Wenn die Staatsanwaltschaften nun eine "Entmachtung" befürchten, so gelte es laut der ÖVP-Ministerin klarzustellen: "Von Macht kann hier keine Rede sein."
"VfGH hat keine Trennung verlangt"
Fritz Zeder, Sektionschef im Justizministerium, der Ministerin Alma Zadic bei der Veranstaltung vertreten hat, betonte dann als nächster Redner, dass der Verfassungsgerichtshof, als er die jetzige Regelung aufgehoben hat, diese "Trennung" nicht verlangt habe.
Er verstehe die Kritik der Standesvertretungen, dass es dabei zu Verlusten an Materie und an Zeit kommen würde und Ermittlungen erschwert würden. In dem ihm vorliegenden Entwurf werde deutlich gemacht, "dass die Leitungsbefugnisse weiterhin bei der Staatsanwaltschaft liegen", betonte er.
Cornelia Koller, Vereinigung der Staatsanwälte, sagte zum Thema Zufallsfunde: "Kein Staatsanwalt hat Lust darauf, Daten zu lesen, die er nicht lesen muss." Wenn Zufallsfunde eingeschränkt werden, käme das ihren Standeskollegen entgegen - sie hätten eh genügend Verfahren zu bearbeiten. (Worauf Rechtsanwalt Michael Rohregger später konterte: "Wenn dem so wäre, dann hätten wir 90 Prozent des Ibiza-Akts nicht.")
Aber, so Koller: "Opfer kommen dann nicht mehr zu ihrem Recht." Aus Erfahrung wisse man beispielsweise, dass Kinderpornografie häufig ein Zufallsfund seien. Jener Mann in Frankreich, der jahrelang seine Frau betäubt und von Männern hat vergewaltigen lassen, wurde nur deshalb geschnappt, weil man sein Handy wegen eines vergleichsweise harmlosen Upskirting-Vorwurfes sichergestellt hat.
Daten aus dem Jahr 1900
Auch Stephan Faulhammer, Richtervereinigung, sagte: "Es ist nicht sinnvoll, ein Regime zu schaffen, wo die Staatsanwaltschaften keine Befugnisse mehr haben." Und er erklärte ein Beispiel: Wenn künftig festzulegen ist, aus welchem Zeitraum Daten herausgefiltert werden, könnten Kriminelle schlicht das Datum auf ihrem Handy ändern - etwa auf das Jahr 1900. Datenforensiker, die den Auftrag bekommen, Nachrichten aus dem Jahr 2024 herauszufiltern, würden dann nichts finden. Deshalb sei es so wichtig, dass Ermittler eingebunden sind, die Kenntnis über den Fall haben - und auch die Tricks kennen, so Faulhammer.

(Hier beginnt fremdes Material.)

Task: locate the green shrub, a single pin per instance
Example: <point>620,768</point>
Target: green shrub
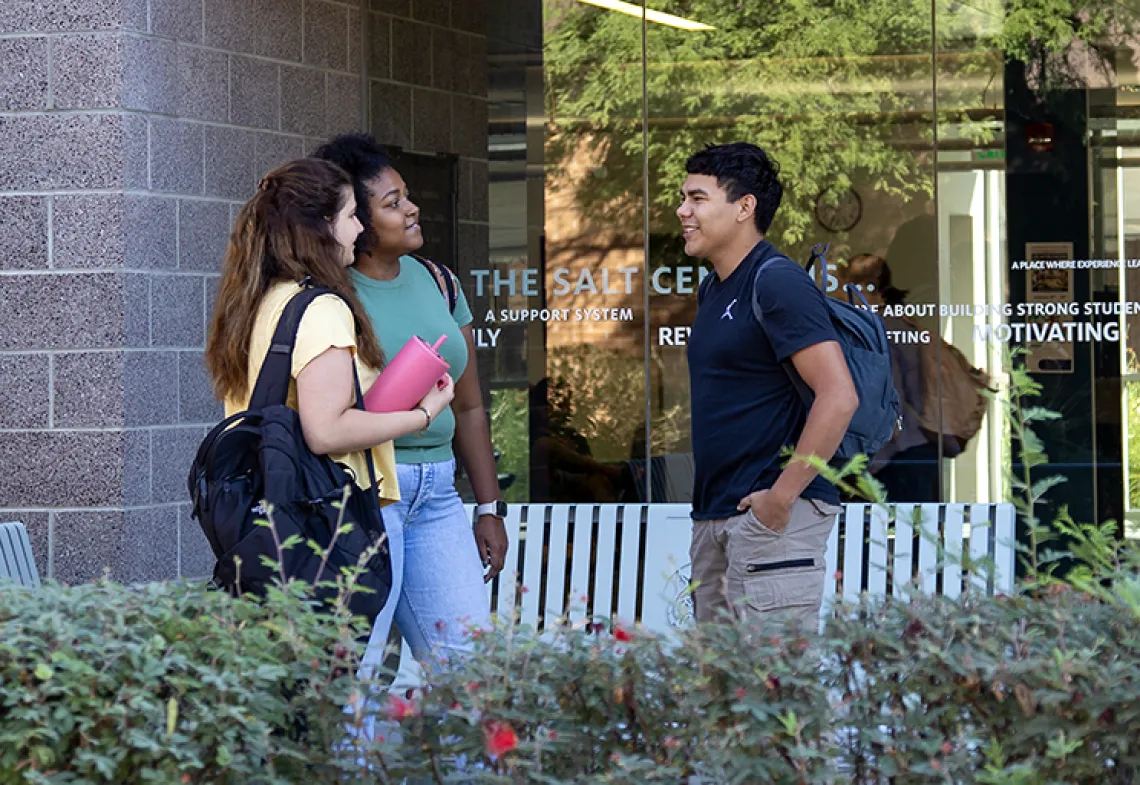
<point>979,689</point>
<point>165,684</point>
<point>172,684</point>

Lisa Pühringer, Innenministerium, konnte zwischen Fronten ein wenig kalmieren: In dem Entwurf, den sie kennt, sei die "tatsächliche Vorgehensweise" verankert, dies schaffe auch Rechtssicherheit für die Ermittler, die mit den Daten befasst sind. Klarerweise würde aber die Aufbereitung der Daten nach bestimmten Kriterien und die anschließende Auswertung dazu führen, "dass Zufallsfunde in der Praxis reduziert werden", so die Kriminalistin.
"Gefahr im Verzug"-Regel
Pühringer ging noch ein weiteres Detail ein: Im Regelfall ist für die Sicherstellung von Daten künftig eine richterliche Genehmigung nötig. Zusätzlich gibt es aber auch die Möglichkeit von "punktuellen Zugriffen", also wenn nur ein bestimmtes Video (z.B. von einer Überwachungskamera) oder nur ein bestimmtes Dokument benötigt wird und nicht der gesamte Server.
Zudem ist eine "Gefahr im Verzug"-Regel geplant - wenn es schnell gehen muss, etwa, wenn die Polizei noch nach Komplizen sucht oder ein Beschuldigter "verschwindende Nachrichten" eingestellt hat.

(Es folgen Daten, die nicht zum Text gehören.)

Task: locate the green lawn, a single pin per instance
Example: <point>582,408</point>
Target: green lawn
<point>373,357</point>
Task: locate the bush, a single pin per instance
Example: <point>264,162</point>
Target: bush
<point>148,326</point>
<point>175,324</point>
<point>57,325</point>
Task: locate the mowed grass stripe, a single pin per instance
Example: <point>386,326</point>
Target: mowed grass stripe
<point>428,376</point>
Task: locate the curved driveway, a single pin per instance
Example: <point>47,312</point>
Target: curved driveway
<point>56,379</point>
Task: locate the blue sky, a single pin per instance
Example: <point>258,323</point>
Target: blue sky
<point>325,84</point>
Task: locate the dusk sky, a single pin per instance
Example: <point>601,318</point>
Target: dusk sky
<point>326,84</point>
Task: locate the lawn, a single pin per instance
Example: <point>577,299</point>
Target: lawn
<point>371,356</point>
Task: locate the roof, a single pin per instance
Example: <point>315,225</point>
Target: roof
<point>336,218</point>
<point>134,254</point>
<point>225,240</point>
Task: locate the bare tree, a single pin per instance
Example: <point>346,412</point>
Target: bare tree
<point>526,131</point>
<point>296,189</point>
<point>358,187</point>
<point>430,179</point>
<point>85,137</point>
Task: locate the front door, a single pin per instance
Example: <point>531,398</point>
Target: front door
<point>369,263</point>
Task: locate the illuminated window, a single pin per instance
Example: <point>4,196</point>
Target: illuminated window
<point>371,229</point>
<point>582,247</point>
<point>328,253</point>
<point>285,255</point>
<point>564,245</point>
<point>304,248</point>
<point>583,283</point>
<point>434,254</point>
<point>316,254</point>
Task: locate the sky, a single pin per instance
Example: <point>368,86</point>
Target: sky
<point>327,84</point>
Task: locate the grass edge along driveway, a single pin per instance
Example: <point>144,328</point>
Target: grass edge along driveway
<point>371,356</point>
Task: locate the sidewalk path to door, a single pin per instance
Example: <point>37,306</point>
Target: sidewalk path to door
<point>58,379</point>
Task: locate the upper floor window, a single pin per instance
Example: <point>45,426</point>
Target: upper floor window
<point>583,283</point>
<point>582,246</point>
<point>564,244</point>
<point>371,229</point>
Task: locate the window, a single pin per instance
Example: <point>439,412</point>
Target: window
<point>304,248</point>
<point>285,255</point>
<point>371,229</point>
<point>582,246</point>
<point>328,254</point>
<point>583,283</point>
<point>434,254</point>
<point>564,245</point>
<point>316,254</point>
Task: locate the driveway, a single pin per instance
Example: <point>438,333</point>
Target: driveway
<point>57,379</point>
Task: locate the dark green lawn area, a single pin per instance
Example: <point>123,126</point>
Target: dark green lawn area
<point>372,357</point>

Nach der Podiumsdiskussion herrschte jedenfalls Verwirrung: Offensichtlich sprachen die Teilnehmer nicht vom selben Entwurf, es dürfte mehrere Versionen geben.
Was wird nun also verhandelt - und wer verhandelt mit wem?
Laut KURIER-Informationen haben haben die Klubs von ÖVP und Grünen bis zum Wochenende intensive Gespräche geführt - man sah sich bereits den letzten Metern. Heute Früh hat der ÖVP-Klub dann den Klubs von SPÖ und Neos (mit denen man sich gestern auch in Koalitionsverhandlungen begeben hat) ein rund 90-seitiges Papier übermittelt - mitsamt der Bitte nach Übermittlung eigener Positionen.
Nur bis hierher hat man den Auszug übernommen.